On a recent trip to the University of Minnesota Law Library, I looked at the cover page to learn that this journal – from the 1950s – appears to have a single checkout between acquisition and computerizing the library. I began to wonder how many other unloved books and journals exist in libraries, acquired in good faith to improve the library’s collection but otherwise just taking up shelf space.

Proceedings of the 1898 Conference between the United States and the United Kingdom to define the border between Alaska and Canada (Canada then a colony). The League of Nations annual reports of achievements, laws passed, actions taken, etc. [Surprisingly, the League of Nations only wound down after the United Nations was established). Laws enacted by the Austro-Hungarian Empire. British publications on governing the India Empire. All useful in very specific research but often overlooked, ignored, forgotten.

AI Blind Spots

Overlooked, ignored, and forgotten publications are extremely low priority for digitizing, and what’s not digitized can not be ingested by AI models. What AI hasn’t learned cannot be used in whatever analysis AI is asked to do.

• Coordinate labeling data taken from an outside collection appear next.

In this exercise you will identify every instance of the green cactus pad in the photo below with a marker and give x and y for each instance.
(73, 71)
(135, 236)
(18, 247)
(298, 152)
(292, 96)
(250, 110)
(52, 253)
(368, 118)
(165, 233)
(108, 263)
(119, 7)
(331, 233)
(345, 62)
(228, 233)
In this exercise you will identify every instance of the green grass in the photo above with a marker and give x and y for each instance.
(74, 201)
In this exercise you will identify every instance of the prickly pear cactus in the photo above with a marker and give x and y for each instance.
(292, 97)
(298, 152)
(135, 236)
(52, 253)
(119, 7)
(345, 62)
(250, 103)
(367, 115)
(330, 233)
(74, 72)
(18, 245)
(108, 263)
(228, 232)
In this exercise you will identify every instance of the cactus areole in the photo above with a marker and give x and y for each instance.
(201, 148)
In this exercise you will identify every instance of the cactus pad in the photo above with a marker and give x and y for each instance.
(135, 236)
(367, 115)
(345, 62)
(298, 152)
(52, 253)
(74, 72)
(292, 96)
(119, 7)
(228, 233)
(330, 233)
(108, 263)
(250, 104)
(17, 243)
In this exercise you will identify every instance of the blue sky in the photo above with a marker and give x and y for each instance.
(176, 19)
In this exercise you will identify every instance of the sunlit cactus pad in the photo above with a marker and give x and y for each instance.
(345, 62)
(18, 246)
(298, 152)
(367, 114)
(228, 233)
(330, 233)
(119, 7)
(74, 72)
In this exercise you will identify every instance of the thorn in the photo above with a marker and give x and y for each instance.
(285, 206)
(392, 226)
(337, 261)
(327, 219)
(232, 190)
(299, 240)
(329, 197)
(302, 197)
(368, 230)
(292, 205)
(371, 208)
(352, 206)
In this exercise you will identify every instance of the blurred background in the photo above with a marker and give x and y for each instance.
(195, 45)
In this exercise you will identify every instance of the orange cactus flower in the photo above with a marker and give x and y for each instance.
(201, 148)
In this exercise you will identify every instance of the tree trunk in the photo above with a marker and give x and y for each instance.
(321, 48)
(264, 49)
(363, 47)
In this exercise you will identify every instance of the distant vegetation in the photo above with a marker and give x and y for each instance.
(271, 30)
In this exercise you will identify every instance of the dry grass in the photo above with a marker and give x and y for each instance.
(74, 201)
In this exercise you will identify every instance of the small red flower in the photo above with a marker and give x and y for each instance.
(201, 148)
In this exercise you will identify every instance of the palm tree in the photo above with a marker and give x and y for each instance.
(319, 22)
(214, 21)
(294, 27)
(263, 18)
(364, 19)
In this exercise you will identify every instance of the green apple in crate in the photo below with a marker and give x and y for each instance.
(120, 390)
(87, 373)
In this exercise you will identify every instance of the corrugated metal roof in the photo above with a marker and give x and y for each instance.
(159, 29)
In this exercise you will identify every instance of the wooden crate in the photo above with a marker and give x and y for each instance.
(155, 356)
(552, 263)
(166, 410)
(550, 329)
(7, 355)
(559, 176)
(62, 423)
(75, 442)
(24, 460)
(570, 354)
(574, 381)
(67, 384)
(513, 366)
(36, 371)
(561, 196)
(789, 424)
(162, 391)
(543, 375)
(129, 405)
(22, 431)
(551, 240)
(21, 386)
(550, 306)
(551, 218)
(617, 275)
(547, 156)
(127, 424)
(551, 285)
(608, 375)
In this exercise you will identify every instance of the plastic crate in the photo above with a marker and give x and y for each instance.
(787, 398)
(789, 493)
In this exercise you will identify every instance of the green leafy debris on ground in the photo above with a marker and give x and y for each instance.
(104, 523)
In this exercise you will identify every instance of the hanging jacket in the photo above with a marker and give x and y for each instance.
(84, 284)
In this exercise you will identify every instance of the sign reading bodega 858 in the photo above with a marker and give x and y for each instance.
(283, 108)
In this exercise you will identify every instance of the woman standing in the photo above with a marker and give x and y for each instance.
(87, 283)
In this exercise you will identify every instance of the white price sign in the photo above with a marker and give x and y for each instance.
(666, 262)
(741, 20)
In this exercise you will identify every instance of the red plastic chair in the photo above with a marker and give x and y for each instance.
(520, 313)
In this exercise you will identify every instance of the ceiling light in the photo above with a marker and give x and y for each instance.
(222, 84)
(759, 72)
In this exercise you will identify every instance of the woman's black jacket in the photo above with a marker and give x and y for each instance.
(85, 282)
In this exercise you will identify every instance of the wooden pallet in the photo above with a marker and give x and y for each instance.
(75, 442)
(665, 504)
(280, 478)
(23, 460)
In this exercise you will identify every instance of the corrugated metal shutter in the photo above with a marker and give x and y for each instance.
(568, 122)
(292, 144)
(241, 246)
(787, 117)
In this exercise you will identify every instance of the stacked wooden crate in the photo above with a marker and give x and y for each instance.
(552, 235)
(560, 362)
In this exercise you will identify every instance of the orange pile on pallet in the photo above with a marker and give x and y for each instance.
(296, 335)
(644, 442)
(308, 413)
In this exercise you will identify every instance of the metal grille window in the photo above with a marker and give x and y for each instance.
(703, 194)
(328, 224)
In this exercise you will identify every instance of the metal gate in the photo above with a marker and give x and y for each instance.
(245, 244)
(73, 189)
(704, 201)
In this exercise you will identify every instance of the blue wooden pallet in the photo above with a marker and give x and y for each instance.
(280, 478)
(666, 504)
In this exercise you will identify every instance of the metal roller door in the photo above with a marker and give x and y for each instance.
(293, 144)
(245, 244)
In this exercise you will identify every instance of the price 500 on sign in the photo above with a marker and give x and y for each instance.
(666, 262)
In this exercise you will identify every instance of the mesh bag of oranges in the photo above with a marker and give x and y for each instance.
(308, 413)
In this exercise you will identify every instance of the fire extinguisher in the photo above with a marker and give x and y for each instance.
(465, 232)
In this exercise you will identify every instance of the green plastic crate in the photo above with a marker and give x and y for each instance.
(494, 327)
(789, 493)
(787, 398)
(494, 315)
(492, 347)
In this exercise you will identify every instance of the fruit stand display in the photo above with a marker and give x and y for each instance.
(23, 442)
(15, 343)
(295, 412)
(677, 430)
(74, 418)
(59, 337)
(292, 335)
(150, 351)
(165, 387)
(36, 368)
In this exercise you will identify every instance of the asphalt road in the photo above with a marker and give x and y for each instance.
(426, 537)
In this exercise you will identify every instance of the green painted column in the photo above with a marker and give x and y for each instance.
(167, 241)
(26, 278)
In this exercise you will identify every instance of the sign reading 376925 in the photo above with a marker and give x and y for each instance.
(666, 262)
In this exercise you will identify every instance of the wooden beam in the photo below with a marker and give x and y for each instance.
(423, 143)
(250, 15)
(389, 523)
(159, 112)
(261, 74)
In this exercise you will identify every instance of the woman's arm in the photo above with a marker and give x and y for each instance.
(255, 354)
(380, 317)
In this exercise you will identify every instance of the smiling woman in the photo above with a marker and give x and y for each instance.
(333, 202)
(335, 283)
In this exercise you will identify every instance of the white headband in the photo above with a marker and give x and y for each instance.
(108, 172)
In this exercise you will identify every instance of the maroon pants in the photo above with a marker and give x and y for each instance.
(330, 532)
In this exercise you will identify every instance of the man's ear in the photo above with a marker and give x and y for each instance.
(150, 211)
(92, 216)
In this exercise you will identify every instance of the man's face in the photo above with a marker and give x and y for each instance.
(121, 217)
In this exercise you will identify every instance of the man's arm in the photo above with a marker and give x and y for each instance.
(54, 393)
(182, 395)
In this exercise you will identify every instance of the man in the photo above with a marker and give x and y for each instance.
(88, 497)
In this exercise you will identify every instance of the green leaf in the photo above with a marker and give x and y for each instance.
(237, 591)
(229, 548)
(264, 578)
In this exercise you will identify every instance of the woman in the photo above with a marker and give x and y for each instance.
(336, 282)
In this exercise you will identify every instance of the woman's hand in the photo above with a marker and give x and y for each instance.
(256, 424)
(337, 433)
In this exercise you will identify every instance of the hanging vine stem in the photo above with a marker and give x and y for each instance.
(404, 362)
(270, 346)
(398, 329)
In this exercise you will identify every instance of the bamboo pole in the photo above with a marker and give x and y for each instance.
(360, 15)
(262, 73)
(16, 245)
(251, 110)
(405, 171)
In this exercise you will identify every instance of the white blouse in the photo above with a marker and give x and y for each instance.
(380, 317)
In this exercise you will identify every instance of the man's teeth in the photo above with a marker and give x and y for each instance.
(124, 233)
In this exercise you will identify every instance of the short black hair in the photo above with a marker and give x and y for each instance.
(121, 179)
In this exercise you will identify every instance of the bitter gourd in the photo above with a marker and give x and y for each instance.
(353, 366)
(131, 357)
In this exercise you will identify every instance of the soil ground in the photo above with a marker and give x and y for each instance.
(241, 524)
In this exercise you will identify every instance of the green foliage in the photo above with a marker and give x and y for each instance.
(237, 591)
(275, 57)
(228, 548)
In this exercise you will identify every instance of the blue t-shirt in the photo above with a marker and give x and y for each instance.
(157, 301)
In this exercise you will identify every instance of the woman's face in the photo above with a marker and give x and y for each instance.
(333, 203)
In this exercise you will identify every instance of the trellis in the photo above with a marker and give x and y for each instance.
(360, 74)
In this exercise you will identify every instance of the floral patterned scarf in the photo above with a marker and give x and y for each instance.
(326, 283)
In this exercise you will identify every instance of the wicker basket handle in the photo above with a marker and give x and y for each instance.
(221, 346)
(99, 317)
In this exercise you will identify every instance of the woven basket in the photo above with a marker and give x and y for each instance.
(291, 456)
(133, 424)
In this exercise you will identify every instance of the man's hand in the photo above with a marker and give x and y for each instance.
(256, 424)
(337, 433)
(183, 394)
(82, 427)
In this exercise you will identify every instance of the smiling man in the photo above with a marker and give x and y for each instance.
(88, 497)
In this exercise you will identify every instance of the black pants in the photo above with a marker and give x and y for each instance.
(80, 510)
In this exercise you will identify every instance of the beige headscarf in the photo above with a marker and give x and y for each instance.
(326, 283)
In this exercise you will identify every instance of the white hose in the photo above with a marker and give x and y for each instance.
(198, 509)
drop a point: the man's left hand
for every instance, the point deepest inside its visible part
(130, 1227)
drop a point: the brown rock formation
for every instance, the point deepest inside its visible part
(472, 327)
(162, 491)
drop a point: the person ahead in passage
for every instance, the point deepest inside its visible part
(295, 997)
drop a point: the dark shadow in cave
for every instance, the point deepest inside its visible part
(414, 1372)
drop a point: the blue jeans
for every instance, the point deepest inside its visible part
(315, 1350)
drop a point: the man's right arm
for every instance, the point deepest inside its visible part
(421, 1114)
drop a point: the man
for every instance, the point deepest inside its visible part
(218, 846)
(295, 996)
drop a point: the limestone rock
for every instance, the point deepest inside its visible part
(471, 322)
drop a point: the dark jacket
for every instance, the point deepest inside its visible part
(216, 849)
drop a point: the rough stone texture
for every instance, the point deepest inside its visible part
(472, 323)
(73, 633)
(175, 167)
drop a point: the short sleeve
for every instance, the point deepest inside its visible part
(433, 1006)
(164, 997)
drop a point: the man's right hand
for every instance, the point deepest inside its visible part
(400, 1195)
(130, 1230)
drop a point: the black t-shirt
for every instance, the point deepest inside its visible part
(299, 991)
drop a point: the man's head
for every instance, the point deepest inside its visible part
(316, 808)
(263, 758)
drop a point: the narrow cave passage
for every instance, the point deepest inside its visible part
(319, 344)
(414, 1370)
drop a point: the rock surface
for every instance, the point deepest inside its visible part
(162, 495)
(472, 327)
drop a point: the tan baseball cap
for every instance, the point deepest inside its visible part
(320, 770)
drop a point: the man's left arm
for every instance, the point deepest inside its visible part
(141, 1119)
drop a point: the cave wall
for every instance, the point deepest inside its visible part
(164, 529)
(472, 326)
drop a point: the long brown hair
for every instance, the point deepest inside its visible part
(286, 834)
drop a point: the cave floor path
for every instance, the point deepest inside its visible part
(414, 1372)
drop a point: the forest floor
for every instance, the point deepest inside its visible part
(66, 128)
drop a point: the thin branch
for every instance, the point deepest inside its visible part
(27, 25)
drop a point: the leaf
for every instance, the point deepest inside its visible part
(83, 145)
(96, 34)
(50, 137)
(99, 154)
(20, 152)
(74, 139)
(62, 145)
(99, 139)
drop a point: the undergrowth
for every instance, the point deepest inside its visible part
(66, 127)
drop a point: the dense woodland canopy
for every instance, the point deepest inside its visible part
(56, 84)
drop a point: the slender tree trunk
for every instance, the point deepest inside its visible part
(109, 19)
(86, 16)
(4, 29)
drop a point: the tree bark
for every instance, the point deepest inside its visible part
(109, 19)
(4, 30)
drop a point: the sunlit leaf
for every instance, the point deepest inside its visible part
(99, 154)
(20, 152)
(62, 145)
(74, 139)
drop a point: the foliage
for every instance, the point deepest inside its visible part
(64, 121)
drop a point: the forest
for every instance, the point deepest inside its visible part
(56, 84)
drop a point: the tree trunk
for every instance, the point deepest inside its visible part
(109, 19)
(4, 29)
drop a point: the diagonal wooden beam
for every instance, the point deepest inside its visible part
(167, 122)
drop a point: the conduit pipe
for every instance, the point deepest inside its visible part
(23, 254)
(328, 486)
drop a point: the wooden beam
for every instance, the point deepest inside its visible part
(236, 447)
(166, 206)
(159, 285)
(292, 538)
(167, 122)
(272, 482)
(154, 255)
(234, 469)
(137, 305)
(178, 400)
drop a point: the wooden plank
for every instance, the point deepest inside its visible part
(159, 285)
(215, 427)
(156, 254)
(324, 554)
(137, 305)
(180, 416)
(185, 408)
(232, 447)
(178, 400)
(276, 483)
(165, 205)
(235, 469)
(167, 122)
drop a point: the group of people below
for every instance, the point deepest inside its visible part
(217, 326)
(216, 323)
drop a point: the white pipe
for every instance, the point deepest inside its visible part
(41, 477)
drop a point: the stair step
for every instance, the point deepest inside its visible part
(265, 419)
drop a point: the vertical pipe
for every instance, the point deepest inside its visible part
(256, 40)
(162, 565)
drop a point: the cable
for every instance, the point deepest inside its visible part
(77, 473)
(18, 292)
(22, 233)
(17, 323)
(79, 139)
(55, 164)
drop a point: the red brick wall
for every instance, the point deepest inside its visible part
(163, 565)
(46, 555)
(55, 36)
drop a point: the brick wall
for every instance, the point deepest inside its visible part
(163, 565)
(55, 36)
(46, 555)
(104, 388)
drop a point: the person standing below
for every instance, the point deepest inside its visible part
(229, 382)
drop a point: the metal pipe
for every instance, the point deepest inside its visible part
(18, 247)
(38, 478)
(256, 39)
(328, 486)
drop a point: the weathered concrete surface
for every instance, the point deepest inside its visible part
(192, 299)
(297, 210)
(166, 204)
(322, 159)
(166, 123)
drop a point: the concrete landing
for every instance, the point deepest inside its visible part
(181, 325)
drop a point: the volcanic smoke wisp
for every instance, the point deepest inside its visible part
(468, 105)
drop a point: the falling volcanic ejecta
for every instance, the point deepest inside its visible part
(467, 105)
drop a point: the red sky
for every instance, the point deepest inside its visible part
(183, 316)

The same appliesin software engineering: AI models are trained only code to which it has access, but companies are protective of their intellectual property and are reluctant to share for the greater good. Big Tech orgs have large code bases with which to train internal models, but smaller orgs do not have the same benefit: their AI-generated code is based on public repositories (e.g., GitHub) or their own code. Is this enough to generate solutions better than the engineers on-staff? Is this enough to generate viable future-facing solutions? Sometimes, but not always.

I spoke with a Big Tech AI expert at a tech conference who agreed with my contention that, until AI can learn without disclosing an org’s intellectual property, the benefit of AI continues to be limited. Increase the code from which AI learns can only improve the solutions being generated. However, today AI doesn’t discriminate between public and private code from which it is trained, therefore companies can’t trust that their intellectual property will be protected. Will we get there? Probably, but it’s going to take some time.